*In this module, we will be classifying toxic comments in online forums. To do so, we will be leveraging the powerful technique of transfer learning by first training a generic English language model and then using those embeddings to classify comments.*

In [1]:
%reload_ext autoreload
%autoreload 2
%matplotlib inline

from fastai.learner import *
from fastai.text import *

import torchtext
from torchtext import vocab, data
from torchtext.datasets import language_modeling

from fastai.rnn_reg import *
from fastai.rnn_train import *
from fastai.nlp import *
from fastai.lm_rnn import *

import dill as pickle
import spacy

# 1 Language Model

In [2]:
PATH = './data/'

## 1.1 Text Preprocessing

In [3]:
train_txt = pd.read_csv(PATH + 'train.csv')
train_txt.head()

Unnamed: 0,id,comment_text,toxic,severe_toxic,obscene,threat,insult,identity_hate
0,0000997932d777bf,Explanation\nWhy the edits made under my usern...,0,0,0,0,0,0
1,000103f0d9cfb60f,D'aww!
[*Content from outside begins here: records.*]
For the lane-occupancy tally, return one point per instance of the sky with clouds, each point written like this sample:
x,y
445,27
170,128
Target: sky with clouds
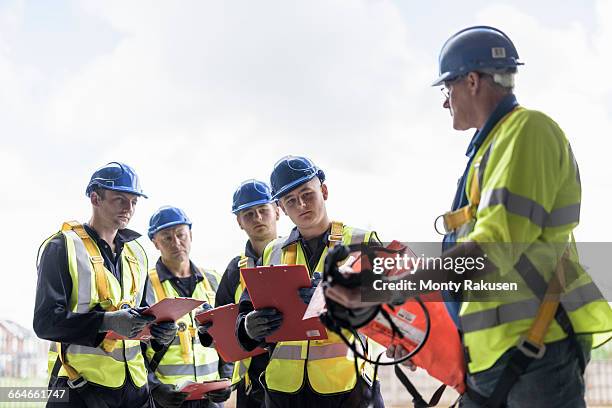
x,y
200,95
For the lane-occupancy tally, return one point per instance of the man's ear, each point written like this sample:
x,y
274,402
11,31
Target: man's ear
x,y
94,199
282,208
238,221
155,243
474,82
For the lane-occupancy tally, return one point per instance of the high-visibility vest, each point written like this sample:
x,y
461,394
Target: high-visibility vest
x,y
524,187
241,367
186,359
327,363
94,285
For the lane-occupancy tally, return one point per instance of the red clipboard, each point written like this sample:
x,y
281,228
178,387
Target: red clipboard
x,y
223,332
277,287
167,309
198,391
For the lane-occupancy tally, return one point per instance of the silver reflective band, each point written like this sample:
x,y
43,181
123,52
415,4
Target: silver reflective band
x,y
277,251
327,351
288,352
525,207
84,272
527,309
212,279
117,354
358,236
184,369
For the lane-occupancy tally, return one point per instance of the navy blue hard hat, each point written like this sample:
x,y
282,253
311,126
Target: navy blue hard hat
x,y
473,49
291,172
167,217
249,194
117,177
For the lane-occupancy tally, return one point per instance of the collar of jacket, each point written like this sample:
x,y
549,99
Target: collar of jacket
x,y
164,273
249,252
504,106
123,235
295,236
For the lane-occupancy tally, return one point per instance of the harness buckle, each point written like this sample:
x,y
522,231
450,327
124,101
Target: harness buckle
x,y
531,349
96,259
77,383
443,225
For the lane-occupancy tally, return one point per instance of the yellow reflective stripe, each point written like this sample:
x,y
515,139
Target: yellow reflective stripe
x,y
83,271
327,351
335,234
527,309
290,254
187,369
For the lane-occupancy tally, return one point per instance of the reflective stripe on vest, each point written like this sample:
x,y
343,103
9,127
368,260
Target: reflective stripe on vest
x,y
186,359
97,366
526,309
528,208
183,370
325,362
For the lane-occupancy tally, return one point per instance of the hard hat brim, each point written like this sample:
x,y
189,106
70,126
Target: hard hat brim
x,y
444,77
293,185
252,204
122,190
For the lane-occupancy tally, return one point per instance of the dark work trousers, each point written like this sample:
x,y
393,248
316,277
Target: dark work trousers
x,y
127,396
362,396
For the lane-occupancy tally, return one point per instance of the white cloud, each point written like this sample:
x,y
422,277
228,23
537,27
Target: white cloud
x,y
198,96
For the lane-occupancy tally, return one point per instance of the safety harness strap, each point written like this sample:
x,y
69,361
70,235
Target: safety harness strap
x,y
96,260
461,216
417,398
160,293
531,346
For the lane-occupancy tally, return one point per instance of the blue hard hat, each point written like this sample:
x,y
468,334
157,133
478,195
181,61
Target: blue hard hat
x,y
291,172
117,177
475,49
249,194
167,217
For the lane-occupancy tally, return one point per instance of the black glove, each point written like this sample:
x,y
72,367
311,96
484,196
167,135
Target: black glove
x,y
203,328
335,255
125,322
219,395
306,293
164,332
167,397
261,323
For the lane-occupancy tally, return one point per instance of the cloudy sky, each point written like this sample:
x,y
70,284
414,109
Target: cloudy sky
x,y
200,95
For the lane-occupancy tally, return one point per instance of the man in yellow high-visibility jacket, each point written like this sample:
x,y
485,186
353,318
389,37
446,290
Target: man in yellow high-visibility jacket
x,y
256,214
518,203
91,280
175,275
315,373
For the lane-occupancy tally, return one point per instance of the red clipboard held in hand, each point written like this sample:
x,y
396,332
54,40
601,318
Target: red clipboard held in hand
x,y
223,331
167,309
277,287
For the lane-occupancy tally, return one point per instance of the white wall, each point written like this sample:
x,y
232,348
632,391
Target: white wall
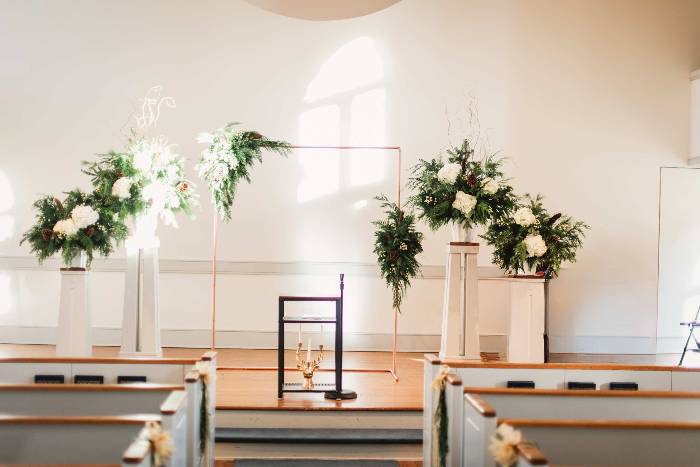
x,y
587,99
679,255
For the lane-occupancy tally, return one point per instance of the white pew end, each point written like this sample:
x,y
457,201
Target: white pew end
x,y
68,440
605,442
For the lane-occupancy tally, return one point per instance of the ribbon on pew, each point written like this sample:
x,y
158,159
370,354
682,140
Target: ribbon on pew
x,y
504,445
203,369
440,421
161,444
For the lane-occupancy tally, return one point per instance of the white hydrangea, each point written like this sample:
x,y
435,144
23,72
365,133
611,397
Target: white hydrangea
x,y
122,188
535,246
524,217
491,186
84,216
449,172
464,202
65,228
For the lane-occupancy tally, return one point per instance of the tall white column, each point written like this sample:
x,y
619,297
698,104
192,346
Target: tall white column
x,y
141,322
74,337
460,313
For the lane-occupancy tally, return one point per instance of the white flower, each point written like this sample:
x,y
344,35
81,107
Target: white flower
x,y
121,188
449,172
83,216
535,246
464,202
524,217
205,138
218,172
491,186
65,228
504,444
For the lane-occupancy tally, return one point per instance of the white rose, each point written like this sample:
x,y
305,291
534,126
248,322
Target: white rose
x,y
65,228
524,217
464,202
535,246
449,172
491,186
83,216
122,188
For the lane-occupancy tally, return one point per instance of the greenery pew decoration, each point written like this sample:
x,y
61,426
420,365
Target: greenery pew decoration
x,y
461,189
147,175
397,243
229,157
82,222
532,237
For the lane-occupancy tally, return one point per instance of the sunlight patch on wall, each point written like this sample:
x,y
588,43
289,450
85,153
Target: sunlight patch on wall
x,y
354,65
7,202
320,168
367,126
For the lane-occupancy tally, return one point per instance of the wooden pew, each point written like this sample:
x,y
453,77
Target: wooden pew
x,y
482,405
72,440
613,442
549,376
172,371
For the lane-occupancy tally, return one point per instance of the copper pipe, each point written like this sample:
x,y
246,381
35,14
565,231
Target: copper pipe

He matches this background colour I'm s...,0,0,0,0,0,0
2,000113f07ec002fd,"Hey man, I'm really not trying to edit war. It...",0,0,0,0,0,0
3,0001b41b1c6bb37e,"""\nMore\nI can't make any real suggestions on ...",0,0,0,0,0,0
4,0001d958c54c6e35,"You, sir, are my hero. Any chance you remember...",0,0,0,0,0,0


In [4]:
val_idxs = get_cv_idxs(len(train_txt) - 1)
val_idxs

array([139361, 131630, 125325, ...,  34019,  83937,  78557])

In [5]:
val_txt = pd.DataFrame(columns=['id', 'comment_text', 'toxic', 'severe_toxic', 'obscene', 'threat', 'insult', 'identity_hate'])

for idx in val_idxs:
    val_txt = val_txt.append({
        "id": train_txt.iloc[idx].id,
        "comment_text": train_txt.iloc[idx].comment_text,
        "toxic": train_txt.iloc[idx].toxic,
        "severe_toxic": train_txt.iloc[idx].severe_toxic,
        "obscene": train_txt.iloc[idx].obscene,
        "threat": train_txt.iloc[idx].threat,
        "insult": train_txt.iloc[idx].insult,
        "identity_hate": train_txt.iloc[idx].identity_hate
    }, ignore_index=True)

val_txt.head()

Unnamed: 0,id,comment_text,toxic,severe_toxic,obscene,threat,insult,identity_hate
0,e9da055864f188e6,"If this is denied again, can I take this any h...",0,0,0,0,0,0
1,c03e1e0c39d897cd,Hi\nI'm also from Northern Ireland ),0,0,0,0,0,0
2,9e5b37f5a2619a54,""", 1 January 2008 (UTC)\nWell, you're an admin...",0,0,0,0,0,0
3,d8657148a508d925,"""\n\nIn light of this. I do not see how my edi...",0,0,0,0,0,0
4,dfa7cbdbdfd4729f,"""\n\n Begin text copy from logical subpage to ...",0,0,0,0,0,0


In [6]:
train_txt = train_txt.drop(train_txt.index[val_idxs])

In [7]:
test_txt = pd.read_csv(PATH + 'test.csv')
test_txt.head()

Unnamed: 0,id,comment_text
0,00001cee341fdb12,Yo bitch Ja Rule is more succesful then you'll...
1,0000247867823ef7,== From RfC == \n\n The title is fine as it is...
2,00013b17ad220c46,""" \n\n == Sources == \n\n * Zawe Ashton on Lap..."
3,00017563c3f7919a,":If you have a look back at the source, the in..."
4,00017695ad8997eb,I don't anonymously edit articles at all.


In [None]:
all_text = ""

In [None]:
train_txt.comment_text[0]

In [None]:
for i in range(len(train_txt)):
    all_text += train_txt.comment_text[i]

for j in range(len(test_txt)):
    all_text += test_txt.comment_text[j]

In [None]:
len(all_text)

In [None]:
all_text[:20000]

In [None]:
!mkdir ./data/lang_model/

In [None]:
!touch ./data/lang_model/train.txt

In [None]:
!touch ./data/lang_model/val.txt

In [None]:
with open(PATH + 'train.txt', 'w') as file:
    file.write(all_text[:89076293])

In [None]:
with open(PATH + 'val.txt', 'w') as file:
    file.write(all_text[89076293:])

## 1.2 Tokenize Text, Prepare Model for Training

In [8]:
TRAIN_PATH = 'train.txt'
VAL_PATH = 'val.txt'
TEST_PATH = 'val.txt'

We will be using the *spacy* tokenizer to tokenize our texts

In [9]:
spacy_tok = spacy.load('en')

In [10]:
TEXT = data.Field(lower=True, tokenize="spacy")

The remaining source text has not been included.